Fig. 1: Crystal structure of YbMnBi₂, schematic Fermi surface, and experimental setups.

a The spins of Mn atoms in single crystal YbMnBi₂ are antiparallel within the ab plane, slightly canted along the [110] direction, and ferromagnetically stacked along the c axis. b Schematic depiction of the Fermi surface near the Weyl points. The Fermi surface is extremely elongated along the c direction, while the Fermi velocity (indicated by the color) is much larger in the ab plane.
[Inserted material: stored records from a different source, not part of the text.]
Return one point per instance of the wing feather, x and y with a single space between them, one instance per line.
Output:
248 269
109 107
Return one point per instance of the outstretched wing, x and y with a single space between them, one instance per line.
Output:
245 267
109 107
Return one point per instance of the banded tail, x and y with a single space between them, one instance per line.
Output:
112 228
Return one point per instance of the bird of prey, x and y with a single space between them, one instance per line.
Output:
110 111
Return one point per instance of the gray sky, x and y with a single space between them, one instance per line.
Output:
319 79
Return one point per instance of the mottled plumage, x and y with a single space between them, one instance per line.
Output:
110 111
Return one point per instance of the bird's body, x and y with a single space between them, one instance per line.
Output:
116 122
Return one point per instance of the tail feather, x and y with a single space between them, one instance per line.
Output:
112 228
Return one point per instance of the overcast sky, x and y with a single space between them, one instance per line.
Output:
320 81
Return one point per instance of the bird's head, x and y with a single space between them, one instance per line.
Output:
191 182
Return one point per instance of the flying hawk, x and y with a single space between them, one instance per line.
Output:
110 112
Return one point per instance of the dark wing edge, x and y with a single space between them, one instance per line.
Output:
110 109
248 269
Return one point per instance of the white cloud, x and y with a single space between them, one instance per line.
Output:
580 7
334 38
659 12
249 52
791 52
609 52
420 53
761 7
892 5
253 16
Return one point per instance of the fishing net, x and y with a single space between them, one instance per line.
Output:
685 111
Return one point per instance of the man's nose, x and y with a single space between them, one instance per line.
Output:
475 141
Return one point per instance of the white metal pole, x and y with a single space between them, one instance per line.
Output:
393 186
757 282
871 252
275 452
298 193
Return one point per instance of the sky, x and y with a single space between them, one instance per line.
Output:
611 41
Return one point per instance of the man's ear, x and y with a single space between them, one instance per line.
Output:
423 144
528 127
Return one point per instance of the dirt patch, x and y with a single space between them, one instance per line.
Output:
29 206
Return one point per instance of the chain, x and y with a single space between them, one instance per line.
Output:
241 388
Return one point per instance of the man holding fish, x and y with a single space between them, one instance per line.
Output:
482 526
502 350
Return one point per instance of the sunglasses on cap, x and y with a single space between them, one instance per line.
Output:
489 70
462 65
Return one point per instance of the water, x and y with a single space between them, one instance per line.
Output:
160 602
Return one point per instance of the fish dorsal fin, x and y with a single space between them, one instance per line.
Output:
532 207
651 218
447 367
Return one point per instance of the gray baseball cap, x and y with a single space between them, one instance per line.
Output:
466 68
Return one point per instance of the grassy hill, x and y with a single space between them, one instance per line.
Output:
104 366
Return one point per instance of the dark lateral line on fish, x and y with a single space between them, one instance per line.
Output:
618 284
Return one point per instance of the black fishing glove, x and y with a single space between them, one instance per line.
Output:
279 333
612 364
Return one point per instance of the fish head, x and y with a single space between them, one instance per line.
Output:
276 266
Note that this image is broadened in the \({{{{\boldsymbol{k}}}}}_{{{{\boldsymbol{x}}}}}\)-\({{{{\boldsymbol{k}}}}}_{{{{\boldsymbol{z}}}}}\) plane for visual clarity; the actual aspect ratio of the Fermi surface is closer to 200:1. c A schematic drawing of the experimental configuration of the Nernst effect measurement, in which magnetic field H was applied along the spin canting direction [110], heat flux j_Q was along \([1 \bar{1} 0]\), and recorded transverse voltage V was along [001]. d A schematic drawing of the experimental configuration of the thermal Hall measurement, in which magnetic field H was applied along the spin canting direction [110], heat flux j_Q was along \([1\bar{1}0]\), and the transverse temperature difference ∆_yT was obtained through the subtraction of the readouts of the two transverse thermometers, which is T₃ – T₂ in this setup. e A schematic drawing of the experimental setup of the electrical Hall experiment, in which external magnetic field H was along the spin canting direction [110], applied current flow I was along \([1 \bar{1} 0]\), and measured transverse voltage V was along [001]. f A schematic drawing of the experimental setup of a separate electrical transport experiment, in which external magnetic field H was along the spin canting direction [110], applied current flow I was along [001], and measured voltage V was also along [001].